Use the following options to further configure the deployment. Either token or deploy_key are required.

repo Repo slug — type: string, default: repo slug
token GitHub token with repo permission — secret, type: string, alias: github_token
deploy_key Path to a file containing a private deploy key with write access to the repository — type: string, see: https://developer.github.com/v3/guides/managing-deploy-keys/#deploy-keys
target_branch Branch to push force to — type: string, default: gh-pages
keep_history Create incremental commit instead of doing push force — type: boolean, default: true
commit_message type: string, default: Deploy %{project_name} to %{url}:%{target_branch}
allow_empty_commit Allow an empty commit to be created — type: boolean, requires: keep_history
verbose Be verbose about the deploy process — type: boolean
local_dir Directory to push to GitHub Pages — type: string, default: .
fqdn Write the given domain name to the CNAME file — type: string
project_name Used in the commit message only (defaults to fqdn or the current repo slug) — type: string
name Committer name — type: string, note: defaults to the current git commit author name
email Committer email — type: string, note: defaults to the current git commit author email
committer_from_gh Use the token’s owner name and email for the commit — type: boolean, requires: token
deployment_file Enable creation of a deployment-info file — type: boolean
url type: string, alias: github_url, default: github.com

Shared options #

strategy GitHub Pages deployment strategy — type: string, default: git, known values: api, git
cleanup Clean up build artifacts from the Git working directory before the deployment — type: boolean
run Commands to execute after the deployment finished successfully — type: string or array of strings

Environment variables #

All options can be given as environment variables if prefixed with GITHUB_ or PAGES_.

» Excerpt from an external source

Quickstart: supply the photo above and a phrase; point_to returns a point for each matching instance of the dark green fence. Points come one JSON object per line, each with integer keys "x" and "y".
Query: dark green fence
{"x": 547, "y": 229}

For example, token can be given as

  • GITHUB_TOKEN=<token> or
  • PAGES_TOKEN=<token>

    Interpolation variables #

The following variables are available for interpolation on commit_message:

  • deploy_key
  • email
  • fqdn
  • git_author_email
  • git_author_name
  • git_branch
  • git_commit_author
  • git_commit_msg
  • git_sha
  • git_tag
  • local_dir
  • name
  • project_name
  • repo
  • target_branch
  • url

Interpolation uses the syntax %{variable-name}. For example, "Current commit sha: %{git_sha}" would result in a string with the current Git sha embedded.

Furthermore, environment variables present in the current build environment can be used through standard Bash variable interpolation. For example: “Current build number: ${TRAVIS_BUILD_NUMBER}”. See here for a list of default environment variables set.

Securing secrets #

Secret option values should be given as either encrypted strings in your build configuration (.travis.yml file) or environment variables in your repository settings.

Environment variables can be set on the settings page of your repository, or using travis env set:

travis env set GITHUB_TOKEN <token>

In order to encrypt option values when adding them to your .travis.yml file use travis encrypt:

travis encrypt <token>

Or use --add to directly add it to your .travis.yml file. Note that this command has to be run in your repository’s root directory:

travis encrypt --add deploy.token <token>

Setting the GitHub token #

Pull Requests #

Note that pull request builds skip the deployment step altogether.